• by Ray Schultz , March 15, 2019

Verifications.io -- the firm identified in the breach of over 809 million email marketing records, including personally identifiable information -- appears to have collapsed, although signs exist that someone is still in charge.  

The firm’s web site went down following discovery of the breach on February 25 by security researcher Bob Diachenko, but a version of the site is now up under the company name, although it's not clear who put it up. 

However, it only provides what appear to be sponsored content links, and the home page says “this domain is for sale.” Clicking through that link reveals that a buyer can have the verifications.io name for $4,988. 

A note at the bottom of the home page states: “The Sponsored Listings display above are served automatically by a third party. Neither the service provider nor the domain owner maintain any relationship with the advertisers. In case of trademark issues please contact the domain owner directly (contact information can be found in whosis).” 

It will be difficult for lawyers to file class-action lawsuits, as they would in the breach of a major brand: There are no deep pockets.

Wired identified the CEO as Vlad Strelkov, but said it was unable to reach him.

News outlets referred to the firm as an “email marketing vendor.”

Meanwhile, email professionals are trying to make sense of the incident.

"Databases like this are used by hackers to identify targets for their phishing emails. It's a database of known-good email addresses, which means they are perfect targets for phishers,” says Seth Blank, director of industry initiatives at Valimail and M3AAWG board member.
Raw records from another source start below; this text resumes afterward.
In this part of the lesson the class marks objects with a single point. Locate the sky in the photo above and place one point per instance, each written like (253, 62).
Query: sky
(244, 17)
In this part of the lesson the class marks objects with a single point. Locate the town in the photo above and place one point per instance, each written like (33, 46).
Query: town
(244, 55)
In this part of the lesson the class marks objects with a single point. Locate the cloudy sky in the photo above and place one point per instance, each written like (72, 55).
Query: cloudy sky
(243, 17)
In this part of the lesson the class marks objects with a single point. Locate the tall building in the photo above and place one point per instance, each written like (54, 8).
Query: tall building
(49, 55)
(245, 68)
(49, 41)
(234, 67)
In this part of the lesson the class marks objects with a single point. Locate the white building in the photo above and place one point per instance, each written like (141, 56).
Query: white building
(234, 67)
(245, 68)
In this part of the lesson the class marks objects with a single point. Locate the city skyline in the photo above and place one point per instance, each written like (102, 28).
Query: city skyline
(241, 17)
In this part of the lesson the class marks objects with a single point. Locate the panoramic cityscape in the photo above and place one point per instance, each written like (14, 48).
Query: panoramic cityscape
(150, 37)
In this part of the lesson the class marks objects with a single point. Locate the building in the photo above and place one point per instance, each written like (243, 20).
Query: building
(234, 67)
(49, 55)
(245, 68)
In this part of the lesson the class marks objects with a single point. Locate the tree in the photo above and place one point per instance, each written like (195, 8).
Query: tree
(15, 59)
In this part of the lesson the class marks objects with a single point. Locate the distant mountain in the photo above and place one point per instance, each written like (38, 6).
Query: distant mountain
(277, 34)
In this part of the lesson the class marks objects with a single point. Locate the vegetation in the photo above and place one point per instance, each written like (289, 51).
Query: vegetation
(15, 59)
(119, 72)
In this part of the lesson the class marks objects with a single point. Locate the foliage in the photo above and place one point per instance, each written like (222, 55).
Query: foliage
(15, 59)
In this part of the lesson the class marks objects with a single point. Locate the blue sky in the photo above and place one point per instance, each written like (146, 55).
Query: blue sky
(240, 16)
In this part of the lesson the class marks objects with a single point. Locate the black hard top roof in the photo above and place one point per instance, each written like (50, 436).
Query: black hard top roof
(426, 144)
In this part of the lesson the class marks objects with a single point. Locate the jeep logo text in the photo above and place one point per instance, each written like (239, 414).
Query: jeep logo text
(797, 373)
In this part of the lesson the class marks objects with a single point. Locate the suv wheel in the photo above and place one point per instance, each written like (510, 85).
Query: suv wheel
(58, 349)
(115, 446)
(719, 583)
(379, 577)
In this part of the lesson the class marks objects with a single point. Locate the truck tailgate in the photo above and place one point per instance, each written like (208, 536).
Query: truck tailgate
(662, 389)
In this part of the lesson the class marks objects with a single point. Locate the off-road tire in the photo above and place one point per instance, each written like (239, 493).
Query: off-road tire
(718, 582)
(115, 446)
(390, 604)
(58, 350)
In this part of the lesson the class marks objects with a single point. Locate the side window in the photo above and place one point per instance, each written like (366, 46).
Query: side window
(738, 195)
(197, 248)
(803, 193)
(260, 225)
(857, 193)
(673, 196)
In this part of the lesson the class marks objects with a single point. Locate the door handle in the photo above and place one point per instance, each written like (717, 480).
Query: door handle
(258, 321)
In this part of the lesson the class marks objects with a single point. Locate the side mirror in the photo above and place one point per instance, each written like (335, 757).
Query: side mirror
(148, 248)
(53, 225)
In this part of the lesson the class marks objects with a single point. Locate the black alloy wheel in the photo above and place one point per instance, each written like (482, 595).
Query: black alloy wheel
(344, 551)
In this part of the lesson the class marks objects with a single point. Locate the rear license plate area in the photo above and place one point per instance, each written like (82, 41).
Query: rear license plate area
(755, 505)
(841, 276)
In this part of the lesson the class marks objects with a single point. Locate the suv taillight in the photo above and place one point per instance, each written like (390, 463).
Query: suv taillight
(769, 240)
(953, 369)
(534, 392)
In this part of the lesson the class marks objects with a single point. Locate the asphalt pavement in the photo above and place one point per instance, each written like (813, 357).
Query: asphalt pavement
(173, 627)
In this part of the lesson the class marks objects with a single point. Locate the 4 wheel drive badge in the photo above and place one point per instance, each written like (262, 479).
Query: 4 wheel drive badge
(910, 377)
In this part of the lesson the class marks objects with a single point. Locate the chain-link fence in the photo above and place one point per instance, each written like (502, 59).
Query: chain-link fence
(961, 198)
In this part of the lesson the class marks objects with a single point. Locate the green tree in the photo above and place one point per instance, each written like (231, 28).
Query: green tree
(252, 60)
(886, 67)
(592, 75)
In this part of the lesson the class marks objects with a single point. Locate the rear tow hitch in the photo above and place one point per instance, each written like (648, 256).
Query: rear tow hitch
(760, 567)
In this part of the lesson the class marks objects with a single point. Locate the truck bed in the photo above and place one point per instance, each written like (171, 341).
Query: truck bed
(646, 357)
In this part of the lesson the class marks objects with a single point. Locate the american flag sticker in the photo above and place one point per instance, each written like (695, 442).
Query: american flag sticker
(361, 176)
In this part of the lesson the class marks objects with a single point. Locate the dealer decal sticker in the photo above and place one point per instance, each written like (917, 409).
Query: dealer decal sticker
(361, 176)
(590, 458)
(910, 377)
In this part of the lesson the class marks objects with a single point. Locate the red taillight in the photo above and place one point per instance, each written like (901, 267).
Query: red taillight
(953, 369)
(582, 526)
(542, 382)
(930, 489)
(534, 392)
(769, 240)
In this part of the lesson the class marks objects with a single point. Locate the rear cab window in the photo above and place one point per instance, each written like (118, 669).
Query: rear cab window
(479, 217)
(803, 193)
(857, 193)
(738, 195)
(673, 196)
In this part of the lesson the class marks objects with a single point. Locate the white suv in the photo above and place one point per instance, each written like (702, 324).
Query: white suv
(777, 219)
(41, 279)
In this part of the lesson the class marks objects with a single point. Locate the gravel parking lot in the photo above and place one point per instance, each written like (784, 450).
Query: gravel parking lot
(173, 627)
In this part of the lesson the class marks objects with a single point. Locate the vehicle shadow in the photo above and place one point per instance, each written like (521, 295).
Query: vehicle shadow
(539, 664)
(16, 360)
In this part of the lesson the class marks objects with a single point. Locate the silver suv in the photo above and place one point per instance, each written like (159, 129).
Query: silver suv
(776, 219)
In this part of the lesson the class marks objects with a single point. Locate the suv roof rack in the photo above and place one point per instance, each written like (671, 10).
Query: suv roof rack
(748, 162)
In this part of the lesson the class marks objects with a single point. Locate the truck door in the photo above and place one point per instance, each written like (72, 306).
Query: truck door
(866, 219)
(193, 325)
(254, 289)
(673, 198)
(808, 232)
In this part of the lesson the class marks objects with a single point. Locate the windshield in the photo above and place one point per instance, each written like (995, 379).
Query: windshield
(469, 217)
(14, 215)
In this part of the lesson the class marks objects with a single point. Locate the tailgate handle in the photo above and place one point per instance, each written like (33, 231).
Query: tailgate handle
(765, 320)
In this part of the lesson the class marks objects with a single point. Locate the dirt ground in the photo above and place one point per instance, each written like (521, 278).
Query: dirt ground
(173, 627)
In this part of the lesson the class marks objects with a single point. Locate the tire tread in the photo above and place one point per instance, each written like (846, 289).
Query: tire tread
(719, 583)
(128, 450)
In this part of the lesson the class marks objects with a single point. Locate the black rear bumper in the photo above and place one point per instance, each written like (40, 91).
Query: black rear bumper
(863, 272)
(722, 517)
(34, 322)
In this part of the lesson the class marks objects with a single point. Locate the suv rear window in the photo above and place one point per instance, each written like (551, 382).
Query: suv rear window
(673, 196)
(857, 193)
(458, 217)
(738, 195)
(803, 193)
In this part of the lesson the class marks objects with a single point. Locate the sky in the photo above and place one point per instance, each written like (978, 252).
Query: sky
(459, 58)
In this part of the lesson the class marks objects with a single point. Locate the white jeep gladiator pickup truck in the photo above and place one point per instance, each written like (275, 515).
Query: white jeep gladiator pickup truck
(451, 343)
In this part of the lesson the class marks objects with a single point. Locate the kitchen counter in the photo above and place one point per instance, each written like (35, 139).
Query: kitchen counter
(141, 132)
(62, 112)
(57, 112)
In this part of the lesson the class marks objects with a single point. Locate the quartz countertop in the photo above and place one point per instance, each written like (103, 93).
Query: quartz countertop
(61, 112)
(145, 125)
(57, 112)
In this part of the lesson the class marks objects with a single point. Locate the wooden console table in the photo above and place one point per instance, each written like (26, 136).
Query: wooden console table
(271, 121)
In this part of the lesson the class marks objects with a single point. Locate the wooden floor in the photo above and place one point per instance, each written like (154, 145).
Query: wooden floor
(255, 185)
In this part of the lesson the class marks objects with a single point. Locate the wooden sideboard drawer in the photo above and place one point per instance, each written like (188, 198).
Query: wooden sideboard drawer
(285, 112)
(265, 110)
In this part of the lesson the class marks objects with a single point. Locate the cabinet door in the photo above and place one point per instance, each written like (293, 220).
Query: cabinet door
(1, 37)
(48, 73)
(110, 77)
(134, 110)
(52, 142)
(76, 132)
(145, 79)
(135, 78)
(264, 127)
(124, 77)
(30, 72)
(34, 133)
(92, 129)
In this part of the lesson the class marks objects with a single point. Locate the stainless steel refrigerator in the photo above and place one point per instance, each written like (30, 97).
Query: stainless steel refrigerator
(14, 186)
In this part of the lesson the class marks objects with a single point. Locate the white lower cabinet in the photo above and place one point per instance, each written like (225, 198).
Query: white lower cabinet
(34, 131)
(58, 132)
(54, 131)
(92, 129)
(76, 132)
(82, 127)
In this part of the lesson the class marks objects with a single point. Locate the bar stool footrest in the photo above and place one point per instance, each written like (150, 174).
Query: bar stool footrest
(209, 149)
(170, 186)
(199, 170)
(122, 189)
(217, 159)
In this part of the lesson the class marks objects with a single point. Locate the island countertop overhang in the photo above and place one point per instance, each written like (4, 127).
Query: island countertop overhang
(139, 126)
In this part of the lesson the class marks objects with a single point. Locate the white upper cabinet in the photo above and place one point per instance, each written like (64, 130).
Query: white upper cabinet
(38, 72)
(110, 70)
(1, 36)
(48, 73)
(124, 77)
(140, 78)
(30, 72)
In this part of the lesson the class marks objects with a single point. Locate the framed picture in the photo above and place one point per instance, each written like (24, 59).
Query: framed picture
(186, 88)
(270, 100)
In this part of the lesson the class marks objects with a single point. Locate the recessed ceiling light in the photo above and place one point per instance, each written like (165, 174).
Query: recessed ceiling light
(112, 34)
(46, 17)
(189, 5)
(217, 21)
He adds: "It's also worth noting that those phishing campaigns frequently make use of spoofed sender identities (bogus domains or exact-domain spoofs), so they could appear to come from anywhere."

Blank continues: "This is yet another sign of the robust and thriving phishing economy and the existence of databases like this is just one more reason that BEC attacks soared nearly 500% last quarter."
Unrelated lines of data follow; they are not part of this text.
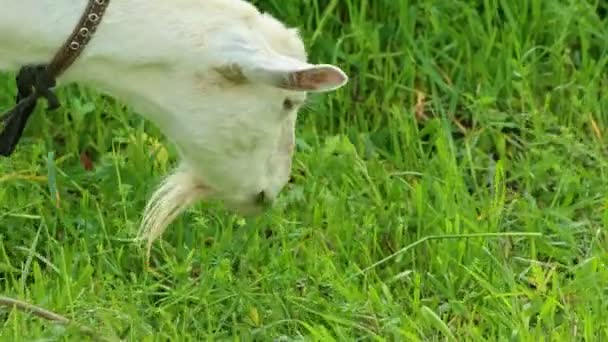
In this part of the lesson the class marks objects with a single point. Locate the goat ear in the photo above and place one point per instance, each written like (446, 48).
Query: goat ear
(284, 72)
(301, 77)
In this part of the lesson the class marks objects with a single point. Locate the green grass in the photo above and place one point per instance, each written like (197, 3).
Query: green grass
(465, 123)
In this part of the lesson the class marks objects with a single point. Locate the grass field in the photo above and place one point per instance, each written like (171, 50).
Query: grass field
(456, 190)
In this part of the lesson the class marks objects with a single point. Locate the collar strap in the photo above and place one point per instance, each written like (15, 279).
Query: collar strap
(36, 81)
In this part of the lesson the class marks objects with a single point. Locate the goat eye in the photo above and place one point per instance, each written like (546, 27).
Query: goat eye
(287, 104)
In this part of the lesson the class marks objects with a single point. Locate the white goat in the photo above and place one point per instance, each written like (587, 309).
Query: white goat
(221, 80)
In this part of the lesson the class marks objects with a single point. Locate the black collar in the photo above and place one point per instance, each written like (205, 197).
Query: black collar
(36, 81)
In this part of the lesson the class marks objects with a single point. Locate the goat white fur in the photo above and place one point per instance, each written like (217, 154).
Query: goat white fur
(221, 80)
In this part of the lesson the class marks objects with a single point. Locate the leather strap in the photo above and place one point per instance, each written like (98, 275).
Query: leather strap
(36, 81)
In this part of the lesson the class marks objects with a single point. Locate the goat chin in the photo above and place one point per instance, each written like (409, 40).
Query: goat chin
(176, 193)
He concludes: “it appears that the compromised service itself (Verifications.io) was doing some very shady things and had terrible security.”

To recap, the staggering load of data was exposed to anyone with an internet connection. Diachenko called it “perhaps the biggest and most comprehensive email database I have ever reported.”” 

Verifications.io allowed firms to verify their email lists by simply uploading them on the site.

Diachenko discovered the exposure on February 25, and worked with fellow security researcher Vinny Troya, owner of NightLion Security, to flesh it out. Verifications.io took the site down after hearing from Diachenko, and claimed that the exposed data was public data, not client data.

“As part of the verification process I cross-checked a random selection of records with Troy Hunt’s HaveIBeenPwned database,” Diachenko writes. 

He adds: “Based on the results, I came to conclusion that this is not just another ‘Collection’ of previously leaked sources but a completely unique set of data.”

He adds that Verifications.io has a “a list of mail servers and internal email accounts that they use to ‘validate’ an email address.”

The firm does this by sending the people an email. “If it does not bounce, the email is validated,” he adds. “If it bounces, they put it in a bounce list so they can easily validate later on.”

He continues: “Unfortunately, it appears that once emails were uploaded for verification they were also stored in plain text.”

Diachenko calls the episode “a non-password protected 150GB-sized MongoDB instance.”